A comprehensive literature review from prominent international medical literature databases such as MEDLINE, CENTRAL, and Scopus, taking into account all relevant publications that emerged until December 31, 2024. In particular, the researchers conducted a screening of only clinical studies that had involved previously healthy infants and children more than 3 months of age suffering from acute and uncomplicated BJIs that had been treated with 5 or less days of primary intravenous antibiotics.

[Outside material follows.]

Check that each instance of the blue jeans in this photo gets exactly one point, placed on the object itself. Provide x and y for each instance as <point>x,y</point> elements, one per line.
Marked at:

To eliminate extraneous factors that might influence the results of analysis, only those articles were included in the review whose authors did not involve patients with any preexisting diseases, patients with indwelling prosthetic joints, or patients with infections at complex surgical sites. Assessing methodological quality and risk of biases in each study included in the review was conducted by means of RoB-2 and ROBINS-I scales, whereas the overall certainty of medical evidence was evaluated with GRADE.

Key findings:

  • In the systematic review, all collected data of 6 individual clinical trials involving a total number of 813 children were critically assessed.
  • Three studies out of the 6 analyzed studies met all the statistical criteria and were suitable for pooling in the meta-analysis.
  • The pooled odds ratio of having complete success of treatment with either the short course of intravenous treatment lasting up to 5 days or using only the oral treatment regimen versus the traditional intravenous treatment protocol is found to be 1.65.
  • The 95% confidence interval of the success measure is estimated within the range of 0.46 and 5.98, implying that there is no statistically significant difference in the results between the two interventions.
  • The level of statistical heterogeneity among pooled studies was extremely low, showing I2 value of exactly 0%.
  • Given the sample size imprecision and a small number of estimate studies, the certainty of evidence of success was assessed as low according to the GRADE approach.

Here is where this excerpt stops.